Project description:Malaria detection through microscopic examination of stained blood smears is a diagnostic challenge that heavily relies on the expertise of trained microscopists. This paper presents an automated analysis method for detection and staging of red blood cells infected by the malaria parasite Plasmodium falciparum at trophozoite or schizont stage. Unlike previous efforts in this area, this study uses quantitative phase images of unstained cells. Erythrocytes are automatically segmented using thresholds of optical phase and refocused to enable quantitative comparison of phase images. Refocused images are analyzed to extract 23 morphological descriptors based on the phase information.

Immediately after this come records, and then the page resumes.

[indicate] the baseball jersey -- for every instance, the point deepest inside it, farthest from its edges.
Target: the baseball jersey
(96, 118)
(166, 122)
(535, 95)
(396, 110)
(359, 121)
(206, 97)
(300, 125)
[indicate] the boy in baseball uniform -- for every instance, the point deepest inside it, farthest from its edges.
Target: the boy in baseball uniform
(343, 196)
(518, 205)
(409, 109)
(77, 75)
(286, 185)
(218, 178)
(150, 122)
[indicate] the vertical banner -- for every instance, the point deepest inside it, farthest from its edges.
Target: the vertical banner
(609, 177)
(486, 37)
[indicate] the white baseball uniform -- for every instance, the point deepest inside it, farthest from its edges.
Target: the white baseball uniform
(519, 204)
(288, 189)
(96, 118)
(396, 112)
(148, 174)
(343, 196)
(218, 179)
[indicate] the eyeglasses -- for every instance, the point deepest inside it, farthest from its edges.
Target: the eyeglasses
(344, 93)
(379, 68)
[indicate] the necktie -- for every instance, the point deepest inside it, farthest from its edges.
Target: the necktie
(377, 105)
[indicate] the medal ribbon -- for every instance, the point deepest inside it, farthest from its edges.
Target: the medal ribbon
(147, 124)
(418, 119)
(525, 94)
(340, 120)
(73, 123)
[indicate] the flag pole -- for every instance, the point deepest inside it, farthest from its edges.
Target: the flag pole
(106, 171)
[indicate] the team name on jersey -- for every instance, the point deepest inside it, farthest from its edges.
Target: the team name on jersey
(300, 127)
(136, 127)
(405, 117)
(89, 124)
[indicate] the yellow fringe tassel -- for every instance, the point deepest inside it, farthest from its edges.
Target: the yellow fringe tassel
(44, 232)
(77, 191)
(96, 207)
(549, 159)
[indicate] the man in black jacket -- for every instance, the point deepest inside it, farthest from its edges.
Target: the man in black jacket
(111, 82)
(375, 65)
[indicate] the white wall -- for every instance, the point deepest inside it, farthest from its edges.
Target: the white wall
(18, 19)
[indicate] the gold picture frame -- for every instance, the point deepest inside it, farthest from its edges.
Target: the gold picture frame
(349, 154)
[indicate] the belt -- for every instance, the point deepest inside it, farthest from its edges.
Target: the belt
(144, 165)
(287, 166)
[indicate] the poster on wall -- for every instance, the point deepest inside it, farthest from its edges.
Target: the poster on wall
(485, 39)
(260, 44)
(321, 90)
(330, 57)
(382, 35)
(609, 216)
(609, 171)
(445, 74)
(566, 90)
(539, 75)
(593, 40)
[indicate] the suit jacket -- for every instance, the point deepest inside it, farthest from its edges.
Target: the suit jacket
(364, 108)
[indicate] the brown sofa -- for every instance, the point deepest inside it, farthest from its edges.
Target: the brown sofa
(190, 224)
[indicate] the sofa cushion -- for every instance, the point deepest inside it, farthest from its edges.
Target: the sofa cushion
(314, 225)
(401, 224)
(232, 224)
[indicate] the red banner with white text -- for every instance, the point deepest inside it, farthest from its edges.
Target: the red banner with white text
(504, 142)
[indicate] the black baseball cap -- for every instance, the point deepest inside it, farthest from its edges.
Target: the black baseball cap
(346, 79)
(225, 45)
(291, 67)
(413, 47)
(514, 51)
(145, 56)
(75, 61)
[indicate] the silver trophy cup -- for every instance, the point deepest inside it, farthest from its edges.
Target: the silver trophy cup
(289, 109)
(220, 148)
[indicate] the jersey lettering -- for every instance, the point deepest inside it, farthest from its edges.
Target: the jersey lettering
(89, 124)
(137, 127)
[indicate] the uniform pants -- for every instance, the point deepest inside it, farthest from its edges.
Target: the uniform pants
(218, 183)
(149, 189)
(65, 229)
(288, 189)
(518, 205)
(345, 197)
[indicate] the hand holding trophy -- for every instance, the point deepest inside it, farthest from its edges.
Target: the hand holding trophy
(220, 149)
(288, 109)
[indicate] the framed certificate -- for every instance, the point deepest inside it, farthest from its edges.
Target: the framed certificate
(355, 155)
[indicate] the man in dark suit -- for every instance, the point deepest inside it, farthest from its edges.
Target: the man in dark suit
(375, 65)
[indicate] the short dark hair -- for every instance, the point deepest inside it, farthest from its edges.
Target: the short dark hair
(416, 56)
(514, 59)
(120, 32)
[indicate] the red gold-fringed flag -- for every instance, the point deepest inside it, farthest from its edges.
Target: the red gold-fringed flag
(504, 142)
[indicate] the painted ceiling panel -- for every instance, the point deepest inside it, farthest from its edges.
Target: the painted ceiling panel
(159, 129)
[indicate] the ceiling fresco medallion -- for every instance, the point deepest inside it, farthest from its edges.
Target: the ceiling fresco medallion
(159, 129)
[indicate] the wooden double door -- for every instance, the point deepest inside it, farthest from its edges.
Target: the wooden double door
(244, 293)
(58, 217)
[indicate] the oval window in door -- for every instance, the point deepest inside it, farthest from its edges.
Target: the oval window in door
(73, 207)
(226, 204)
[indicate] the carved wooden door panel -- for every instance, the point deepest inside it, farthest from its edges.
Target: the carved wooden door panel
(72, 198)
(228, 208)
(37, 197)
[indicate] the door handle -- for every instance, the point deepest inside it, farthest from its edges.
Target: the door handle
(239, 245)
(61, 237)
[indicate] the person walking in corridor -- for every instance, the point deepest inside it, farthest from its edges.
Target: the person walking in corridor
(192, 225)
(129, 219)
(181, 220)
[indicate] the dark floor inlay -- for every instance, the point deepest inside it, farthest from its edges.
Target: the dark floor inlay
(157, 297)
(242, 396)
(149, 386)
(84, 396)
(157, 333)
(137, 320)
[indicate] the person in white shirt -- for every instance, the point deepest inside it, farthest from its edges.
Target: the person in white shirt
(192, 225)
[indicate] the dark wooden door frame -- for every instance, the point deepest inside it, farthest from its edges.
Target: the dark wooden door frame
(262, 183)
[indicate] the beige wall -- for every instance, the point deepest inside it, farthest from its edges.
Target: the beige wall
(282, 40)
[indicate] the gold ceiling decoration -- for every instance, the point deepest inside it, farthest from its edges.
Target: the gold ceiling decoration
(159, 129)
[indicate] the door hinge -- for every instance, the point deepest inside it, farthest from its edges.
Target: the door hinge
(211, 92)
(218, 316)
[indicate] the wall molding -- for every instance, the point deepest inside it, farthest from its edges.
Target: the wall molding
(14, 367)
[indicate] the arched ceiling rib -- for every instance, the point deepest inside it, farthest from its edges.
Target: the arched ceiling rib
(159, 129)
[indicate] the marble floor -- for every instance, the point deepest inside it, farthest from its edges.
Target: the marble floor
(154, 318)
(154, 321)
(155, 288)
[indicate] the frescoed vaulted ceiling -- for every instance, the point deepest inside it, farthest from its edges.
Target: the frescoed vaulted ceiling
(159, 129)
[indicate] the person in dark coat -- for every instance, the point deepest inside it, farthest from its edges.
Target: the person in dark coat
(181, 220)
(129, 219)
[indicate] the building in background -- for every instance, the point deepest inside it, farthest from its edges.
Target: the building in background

While all individual descriptors are highly statistically different between infected and uninfected cells, each descriptor does not enable separation of populations at a level satisfactory for clinical utility. To improve the diagnostic capacity, we applied various machine learning techniques, including linear discriminant classification (LDC), logistic regression (LR), and k-nearest neighbor classification (NNC), to formulate algorithms that combine all of the calculated physical parameters to distinguish cells more effectively. Results show that LDC provides the highest accuracy of up to 99.7% in detecting schizont stage infected cells compared to uninfected RBCs. NNC showed slightly better accuracy (99.5%) than either LDC (99.0%) or LR (99.1%) for discriminating late trophozoites from uninfected RBCs. However, for early trophozoites, LDC produced the best accuracy of 98%. Discrimination of infection stage was less accurate, producing high specificity (99.8%) but only 45.0%-66.8% sensitivity with early trophozoites most often mistaken for late trophozoite or schizont stage and late trophozoite and schizont stage most often confused for each other. Overall, this methodology points to a significant clinical potential of using quantitative phase imaging to detect and stage malaria infection without staining or expert analysis.